The unrest followed Saturday's arrest of Colin Duffy, 41, the best-known Irish republican in Lurgan. Police arrested two other suspected Irish Republican Army dissidents aged 32 and 21 in the overwhelmingly Catholic village of Bellaghy–all on suspicion of shooting to death two soldiers last weekend.
Police advised motorists to stay away from the Catholic north side of Lurgan to avoid having their cars seized and burned as road barricades.

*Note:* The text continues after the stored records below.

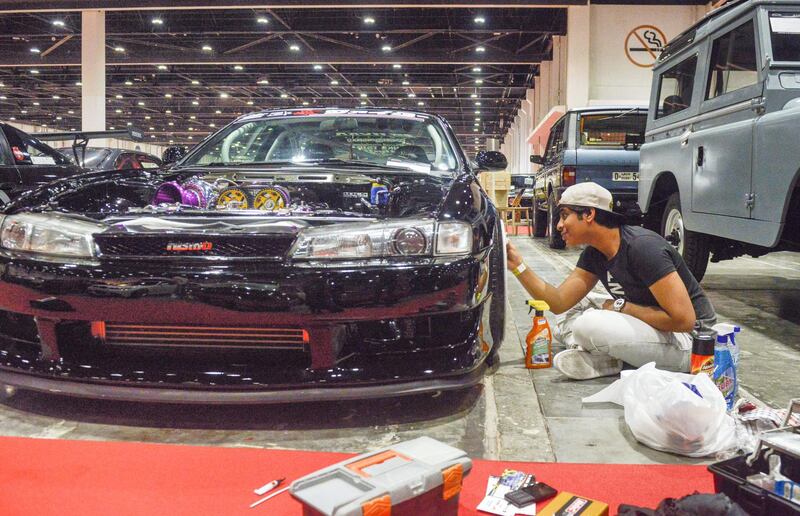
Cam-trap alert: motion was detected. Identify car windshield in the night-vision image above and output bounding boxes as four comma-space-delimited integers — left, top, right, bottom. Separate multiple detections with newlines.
180, 110, 458, 172
769, 12, 800, 61
580, 111, 647, 147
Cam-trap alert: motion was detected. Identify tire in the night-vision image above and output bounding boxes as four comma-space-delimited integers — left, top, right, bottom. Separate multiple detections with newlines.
486, 222, 506, 366
547, 192, 567, 249
531, 198, 547, 238
661, 192, 710, 282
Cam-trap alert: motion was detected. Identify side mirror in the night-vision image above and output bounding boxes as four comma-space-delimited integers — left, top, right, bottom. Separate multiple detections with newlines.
475, 151, 508, 170
161, 145, 187, 165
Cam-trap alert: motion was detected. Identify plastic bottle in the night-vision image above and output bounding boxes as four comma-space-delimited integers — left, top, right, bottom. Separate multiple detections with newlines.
691, 322, 717, 381
525, 299, 553, 369
714, 335, 737, 410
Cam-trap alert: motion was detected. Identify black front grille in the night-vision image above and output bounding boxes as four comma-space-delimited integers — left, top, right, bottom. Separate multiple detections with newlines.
95, 234, 295, 259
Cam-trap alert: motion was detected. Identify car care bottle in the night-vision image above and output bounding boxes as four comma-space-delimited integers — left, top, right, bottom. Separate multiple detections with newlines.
525, 299, 553, 369
691, 321, 717, 381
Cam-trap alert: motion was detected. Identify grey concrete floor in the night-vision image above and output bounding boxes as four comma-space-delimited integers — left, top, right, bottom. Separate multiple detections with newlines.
0, 236, 800, 463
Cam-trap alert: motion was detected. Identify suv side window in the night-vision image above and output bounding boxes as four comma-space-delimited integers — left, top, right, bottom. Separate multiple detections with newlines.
656, 55, 697, 118
3, 126, 69, 165
706, 20, 758, 99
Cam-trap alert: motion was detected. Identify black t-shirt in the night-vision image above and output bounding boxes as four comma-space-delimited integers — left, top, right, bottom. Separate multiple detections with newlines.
578, 226, 716, 323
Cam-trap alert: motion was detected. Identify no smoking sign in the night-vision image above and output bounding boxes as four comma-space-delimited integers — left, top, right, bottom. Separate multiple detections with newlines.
625, 25, 667, 68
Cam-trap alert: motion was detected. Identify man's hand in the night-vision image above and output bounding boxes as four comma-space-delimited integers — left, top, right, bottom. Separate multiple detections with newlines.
506, 242, 522, 271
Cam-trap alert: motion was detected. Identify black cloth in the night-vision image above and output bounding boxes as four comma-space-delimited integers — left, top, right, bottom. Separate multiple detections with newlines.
578, 225, 716, 324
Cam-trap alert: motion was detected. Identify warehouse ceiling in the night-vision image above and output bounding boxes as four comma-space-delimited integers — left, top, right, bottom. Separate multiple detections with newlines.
0, 0, 708, 153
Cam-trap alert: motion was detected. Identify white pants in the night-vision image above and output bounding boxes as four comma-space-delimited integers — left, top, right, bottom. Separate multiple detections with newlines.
556, 293, 692, 372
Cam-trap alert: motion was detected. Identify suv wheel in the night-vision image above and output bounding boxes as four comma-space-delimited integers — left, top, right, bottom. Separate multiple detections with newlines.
661, 192, 709, 281
547, 192, 567, 249
531, 197, 547, 238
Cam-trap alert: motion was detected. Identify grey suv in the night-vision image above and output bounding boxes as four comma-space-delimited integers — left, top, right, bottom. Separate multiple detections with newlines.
639, 0, 800, 280
531, 106, 647, 249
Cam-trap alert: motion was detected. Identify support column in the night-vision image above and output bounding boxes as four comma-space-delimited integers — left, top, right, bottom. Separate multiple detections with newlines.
567, 5, 591, 108
81, 10, 106, 135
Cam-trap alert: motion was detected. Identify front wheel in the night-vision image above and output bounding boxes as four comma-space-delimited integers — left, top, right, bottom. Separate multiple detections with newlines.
547, 192, 567, 249
661, 192, 710, 281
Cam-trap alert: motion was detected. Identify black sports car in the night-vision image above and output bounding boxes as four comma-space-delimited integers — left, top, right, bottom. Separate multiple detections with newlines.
0, 109, 506, 403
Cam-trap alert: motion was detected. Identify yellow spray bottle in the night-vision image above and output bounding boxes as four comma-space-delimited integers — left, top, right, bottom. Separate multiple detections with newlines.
525, 299, 553, 369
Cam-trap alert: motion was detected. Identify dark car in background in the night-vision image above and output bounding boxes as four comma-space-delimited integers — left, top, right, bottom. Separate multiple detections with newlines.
58, 147, 161, 171
531, 106, 647, 249
0, 123, 82, 206
0, 109, 507, 403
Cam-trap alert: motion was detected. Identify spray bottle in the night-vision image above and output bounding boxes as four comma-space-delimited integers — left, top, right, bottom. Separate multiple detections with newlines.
525, 299, 553, 369
714, 323, 741, 410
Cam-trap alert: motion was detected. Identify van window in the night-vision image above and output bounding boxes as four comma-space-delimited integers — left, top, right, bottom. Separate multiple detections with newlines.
706, 20, 758, 99
580, 110, 647, 147
656, 55, 697, 118
769, 12, 800, 61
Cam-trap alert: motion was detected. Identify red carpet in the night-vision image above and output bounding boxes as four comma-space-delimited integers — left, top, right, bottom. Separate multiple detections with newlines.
0, 437, 714, 516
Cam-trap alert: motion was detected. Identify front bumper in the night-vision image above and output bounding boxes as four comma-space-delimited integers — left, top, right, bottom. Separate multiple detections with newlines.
0, 253, 493, 403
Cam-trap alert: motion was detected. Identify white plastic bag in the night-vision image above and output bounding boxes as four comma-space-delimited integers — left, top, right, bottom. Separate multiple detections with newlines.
583, 362, 737, 457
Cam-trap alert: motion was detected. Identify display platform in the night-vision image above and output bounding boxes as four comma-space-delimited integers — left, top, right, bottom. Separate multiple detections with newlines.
0, 437, 714, 516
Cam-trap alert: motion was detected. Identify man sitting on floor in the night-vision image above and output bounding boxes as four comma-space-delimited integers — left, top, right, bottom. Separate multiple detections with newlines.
507, 183, 716, 380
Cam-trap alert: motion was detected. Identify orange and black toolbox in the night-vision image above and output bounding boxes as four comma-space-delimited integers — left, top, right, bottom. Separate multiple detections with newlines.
289, 437, 472, 516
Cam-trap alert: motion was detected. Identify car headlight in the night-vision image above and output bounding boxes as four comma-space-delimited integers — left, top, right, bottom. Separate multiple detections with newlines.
0, 213, 105, 258
291, 219, 472, 260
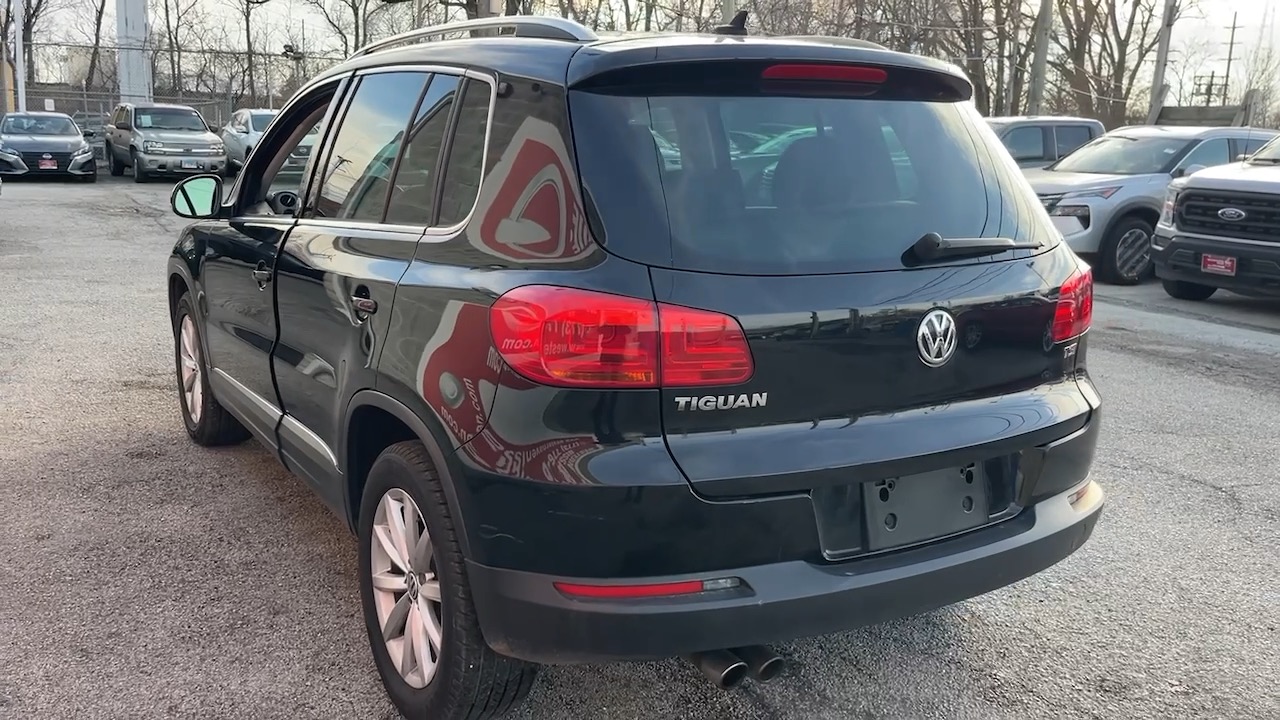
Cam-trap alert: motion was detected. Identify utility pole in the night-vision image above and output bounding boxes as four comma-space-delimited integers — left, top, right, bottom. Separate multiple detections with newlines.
0, 4, 9, 114
12, 0, 27, 113
1222, 13, 1240, 105
1027, 0, 1053, 115
1149, 0, 1178, 118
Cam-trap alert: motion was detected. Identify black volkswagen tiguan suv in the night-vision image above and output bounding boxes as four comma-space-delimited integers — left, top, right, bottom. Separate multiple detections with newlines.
168, 17, 1102, 719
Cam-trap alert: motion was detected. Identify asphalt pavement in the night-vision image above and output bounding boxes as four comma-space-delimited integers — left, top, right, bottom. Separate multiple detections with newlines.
0, 178, 1280, 720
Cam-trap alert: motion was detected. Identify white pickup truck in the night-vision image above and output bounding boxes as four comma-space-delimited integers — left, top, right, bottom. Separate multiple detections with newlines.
1151, 137, 1280, 300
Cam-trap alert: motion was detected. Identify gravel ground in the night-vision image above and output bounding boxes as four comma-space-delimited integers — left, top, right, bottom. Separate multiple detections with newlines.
0, 178, 1280, 720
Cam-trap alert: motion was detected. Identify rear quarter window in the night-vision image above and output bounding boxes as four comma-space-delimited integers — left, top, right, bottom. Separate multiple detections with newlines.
570, 91, 1055, 274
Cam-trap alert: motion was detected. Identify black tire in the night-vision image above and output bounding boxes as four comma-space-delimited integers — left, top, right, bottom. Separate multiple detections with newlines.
129, 150, 147, 183
357, 441, 538, 720
173, 292, 250, 447
1098, 215, 1156, 284
1162, 281, 1217, 302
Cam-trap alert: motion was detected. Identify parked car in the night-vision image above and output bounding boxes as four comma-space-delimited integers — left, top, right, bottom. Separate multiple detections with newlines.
1151, 131, 1280, 300
218, 109, 275, 169
987, 115, 1106, 168
157, 13, 1103, 719
105, 102, 227, 182
0, 111, 97, 182
1027, 126, 1277, 284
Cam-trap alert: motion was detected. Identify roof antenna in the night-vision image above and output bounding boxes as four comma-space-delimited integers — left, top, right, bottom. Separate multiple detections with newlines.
712, 10, 746, 36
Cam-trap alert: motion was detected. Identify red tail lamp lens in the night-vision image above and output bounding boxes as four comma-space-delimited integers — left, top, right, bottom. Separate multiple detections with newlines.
760, 64, 888, 83
1053, 268, 1093, 342
489, 286, 754, 389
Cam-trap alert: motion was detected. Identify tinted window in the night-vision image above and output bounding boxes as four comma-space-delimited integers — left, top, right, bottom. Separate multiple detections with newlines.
1004, 127, 1044, 160
0, 115, 79, 135
1053, 135, 1192, 176
243, 113, 275, 132
311, 73, 429, 222
1179, 137, 1231, 168
1249, 136, 1280, 163
133, 108, 209, 132
438, 79, 492, 227
387, 76, 458, 225
570, 91, 1055, 274
1240, 137, 1280, 156
1053, 126, 1092, 158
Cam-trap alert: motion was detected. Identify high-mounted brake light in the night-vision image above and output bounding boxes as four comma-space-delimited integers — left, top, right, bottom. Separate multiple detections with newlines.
489, 286, 755, 389
760, 63, 888, 85
1053, 268, 1093, 342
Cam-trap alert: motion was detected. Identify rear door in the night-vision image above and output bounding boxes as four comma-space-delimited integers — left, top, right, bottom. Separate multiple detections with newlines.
273, 68, 458, 507
571, 58, 1089, 496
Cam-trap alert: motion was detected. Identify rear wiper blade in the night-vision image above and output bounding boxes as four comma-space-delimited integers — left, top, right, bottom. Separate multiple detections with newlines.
904, 232, 1043, 263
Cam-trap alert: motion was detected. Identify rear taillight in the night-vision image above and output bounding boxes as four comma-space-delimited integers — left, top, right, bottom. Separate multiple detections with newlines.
760, 63, 888, 85
489, 286, 754, 389
1053, 268, 1093, 342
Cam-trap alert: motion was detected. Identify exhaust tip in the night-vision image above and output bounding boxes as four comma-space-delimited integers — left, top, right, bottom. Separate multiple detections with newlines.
731, 644, 787, 683
716, 662, 748, 691
685, 650, 750, 691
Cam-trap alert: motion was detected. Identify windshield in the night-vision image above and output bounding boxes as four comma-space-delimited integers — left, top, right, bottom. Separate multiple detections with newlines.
0, 115, 81, 135
570, 88, 1055, 274
1249, 136, 1280, 164
1051, 135, 1193, 176
250, 113, 275, 132
133, 108, 209, 132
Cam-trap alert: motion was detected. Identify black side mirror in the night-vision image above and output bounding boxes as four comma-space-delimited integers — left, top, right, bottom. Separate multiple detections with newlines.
169, 176, 223, 220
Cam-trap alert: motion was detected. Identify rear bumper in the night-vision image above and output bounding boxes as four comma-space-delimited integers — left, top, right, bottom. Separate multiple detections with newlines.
1151, 225, 1280, 295
467, 480, 1103, 664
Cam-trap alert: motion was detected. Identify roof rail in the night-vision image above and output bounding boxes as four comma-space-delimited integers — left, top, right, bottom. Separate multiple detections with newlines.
347, 15, 598, 60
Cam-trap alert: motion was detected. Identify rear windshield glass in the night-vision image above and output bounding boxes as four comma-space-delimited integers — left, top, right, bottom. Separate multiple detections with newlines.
570, 91, 1055, 274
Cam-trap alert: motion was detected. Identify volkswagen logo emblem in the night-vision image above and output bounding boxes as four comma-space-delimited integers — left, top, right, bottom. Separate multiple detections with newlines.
915, 310, 956, 368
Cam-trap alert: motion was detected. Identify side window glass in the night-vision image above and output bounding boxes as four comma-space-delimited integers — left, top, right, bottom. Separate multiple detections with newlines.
1053, 126, 1091, 158
1005, 127, 1044, 160
1240, 137, 1271, 155
1178, 137, 1231, 168
438, 79, 492, 227
387, 74, 458, 225
306, 72, 429, 222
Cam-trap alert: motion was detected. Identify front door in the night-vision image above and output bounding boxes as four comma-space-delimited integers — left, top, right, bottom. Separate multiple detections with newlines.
192, 81, 339, 447
273, 69, 460, 507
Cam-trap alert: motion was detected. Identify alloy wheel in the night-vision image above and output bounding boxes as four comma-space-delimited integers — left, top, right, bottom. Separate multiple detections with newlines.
370, 488, 444, 689
1116, 228, 1151, 279
178, 315, 205, 425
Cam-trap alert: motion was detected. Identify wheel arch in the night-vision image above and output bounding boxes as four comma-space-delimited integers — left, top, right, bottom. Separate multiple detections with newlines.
1100, 202, 1160, 238
338, 389, 471, 557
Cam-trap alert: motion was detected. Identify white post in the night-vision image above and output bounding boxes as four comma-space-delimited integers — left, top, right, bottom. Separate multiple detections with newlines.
1148, 0, 1178, 122
1027, 0, 1053, 115
13, 0, 27, 113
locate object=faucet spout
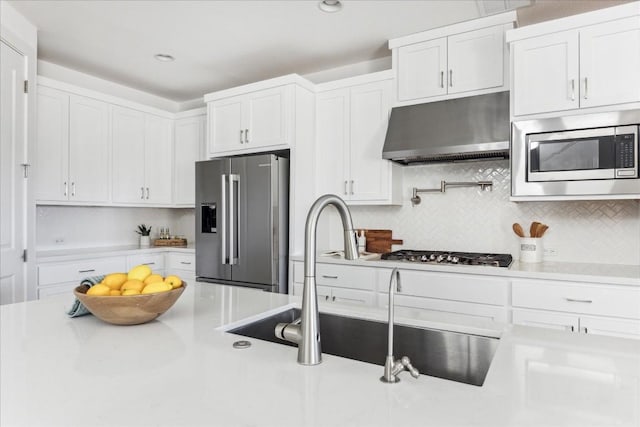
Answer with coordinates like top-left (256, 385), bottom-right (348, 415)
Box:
top-left (276, 194), bottom-right (358, 365)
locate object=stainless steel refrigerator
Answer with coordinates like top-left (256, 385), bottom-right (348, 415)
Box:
top-left (196, 154), bottom-right (289, 293)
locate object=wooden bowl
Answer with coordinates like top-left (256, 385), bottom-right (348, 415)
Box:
top-left (73, 282), bottom-right (187, 325)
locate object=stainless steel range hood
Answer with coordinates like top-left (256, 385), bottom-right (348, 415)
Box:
top-left (382, 92), bottom-right (510, 165)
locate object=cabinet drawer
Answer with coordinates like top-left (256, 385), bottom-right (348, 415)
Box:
top-left (38, 257), bottom-right (127, 286)
top-left (127, 253), bottom-right (164, 273)
top-left (293, 262), bottom-right (376, 290)
top-left (167, 253), bottom-right (196, 272)
top-left (378, 269), bottom-right (509, 305)
top-left (512, 280), bottom-right (640, 319)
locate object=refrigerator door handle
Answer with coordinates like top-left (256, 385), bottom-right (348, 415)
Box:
top-left (229, 174), bottom-right (240, 265)
top-left (220, 174), bottom-right (227, 264)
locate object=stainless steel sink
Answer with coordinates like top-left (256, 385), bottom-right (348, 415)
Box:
top-left (227, 309), bottom-right (498, 386)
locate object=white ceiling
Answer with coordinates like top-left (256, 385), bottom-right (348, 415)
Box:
top-left (10, 0), bottom-right (502, 102)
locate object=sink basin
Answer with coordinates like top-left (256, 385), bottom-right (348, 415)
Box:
top-left (227, 309), bottom-right (498, 386)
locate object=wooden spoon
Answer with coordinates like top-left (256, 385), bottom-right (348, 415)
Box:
top-left (529, 221), bottom-right (540, 237)
top-left (513, 222), bottom-right (524, 237)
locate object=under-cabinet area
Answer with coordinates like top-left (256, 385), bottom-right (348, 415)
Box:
top-left (290, 261), bottom-right (640, 338)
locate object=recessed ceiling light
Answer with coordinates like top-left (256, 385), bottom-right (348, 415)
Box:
top-left (318, 0), bottom-right (342, 13)
top-left (153, 53), bottom-right (175, 62)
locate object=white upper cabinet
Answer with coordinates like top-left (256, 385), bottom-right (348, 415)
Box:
top-left (205, 80), bottom-right (294, 157)
top-left (36, 86), bottom-right (110, 204)
top-left (315, 72), bottom-right (400, 204)
top-left (112, 106), bottom-right (173, 205)
top-left (389, 12), bottom-right (515, 104)
top-left (507, 4), bottom-right (640, 116)
top-left (173, 114), bottom-right (206, 206)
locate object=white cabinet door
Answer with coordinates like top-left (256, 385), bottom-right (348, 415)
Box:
top-left (348, 80), bottom-right (392, 200)
top-left (580, 16), bottom-right (640, 107)
top-left (69, 95), bottom-right (110, 203)
top-left (173, 116), bottom-right (205, 206)
top-left (207, 96), bottom-right (244, 156)
top-left (112, 107), bottom-right (145, 203)
top-left (398, 37), bottom-right (448, 101)
top-left (447, 25), bottom-right (505, 93)
top-left (315, 89), bottom-right (349, 198)
top-left (513, 309), bottom-right (578, 332)
top-left (34, 86), bottom-right (70, 201)
top-left (512, 31), bottom-right (579, 116)
top-left (144, 114), bottom-right (173, 204)
top-left (243, 86), bottom-right (289, 148)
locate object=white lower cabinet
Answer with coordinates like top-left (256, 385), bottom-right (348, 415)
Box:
top-left (512, 280), bottom-right (640, 338)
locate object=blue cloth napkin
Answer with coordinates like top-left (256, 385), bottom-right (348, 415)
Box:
top-left (67, 275), bottom-right (104, 317)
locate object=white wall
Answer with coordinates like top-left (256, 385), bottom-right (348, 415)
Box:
top-left (318, 160), bottom-right (640, 265)
top-left (36, 206), bottom-right (195, 251)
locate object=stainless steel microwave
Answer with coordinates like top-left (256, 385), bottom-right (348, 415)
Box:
top-left (511, 110), bottom-right (640, 199)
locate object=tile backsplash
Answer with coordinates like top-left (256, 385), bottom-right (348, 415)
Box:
top-left (321, 160), bottom-right (640, 265)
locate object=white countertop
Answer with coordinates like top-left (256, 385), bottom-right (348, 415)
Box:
top-left (36, 244), bottom-right (196, 262)
top-left (0, 283), bottom-right (640, 427)
top-left (290, 255), bottom-right (640, 286)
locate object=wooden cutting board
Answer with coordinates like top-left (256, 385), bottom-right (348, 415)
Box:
top-left (365, 230), bottom-right (403, 254)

An Associated Press reporter driving through the area at dusk Saturday night had to make a rapid escape to avoid youths–some wearing masks or with scarf-covered faces–hurling rocks and bricks in an apparent attempt to stop his vehicle.
Police long considered Duffy the IRA godfather of Lurgan and twice charged him with murders in the town in the run-up to the IRA's 1997 cease-fire–which breakaway factions are now trying to destroy.
Duffy was convicted of killing a former soldier in Lurgan in 1993, but was freed on appeal three years later after the key witness against him was identified as a member of an outlawed Protestant gang.
He was back behind bars within a year after police identified him as the gunman who committed the IRA's last two killings before its cease-fire: two Protestant policemen shot point-blank through the backs of their heads while on foot patrol in Lurgan in June 1997.
The prosecutors' case against Duffy collapsed after their key witness suffered a nervous breakdown and withdrew her testimony. Two years later, Protestant extremists assassinated Duffy's attorney, Rosemary Nelson, with an under-car booby trap bomb in a case still being investigated today because of allegations that police were involved.
Saturday's arrest of Duffy appeared likely to pose a political challenge for Sinn Fein, the IRA-linked party that is the leading Irish nationalist voice in Northern Ireland's power-sharing administration–and is trying to convince Protestants of its newfound support for British law and order.
The leading Sinn Fein member of the coalition, Deputy First Minister Martin McGuinness, earlier this week denounced IRA dissidents as "traitors" and pledged to support the police's hunt for the gunmen. But previously, Sinn Fein has defended Duffy as an innocent man and a victim of British conspiracies.
Sinn Fein declined to comment on the arrests. McGuinness was traveling Saturday in the United States and could not be reached for comment.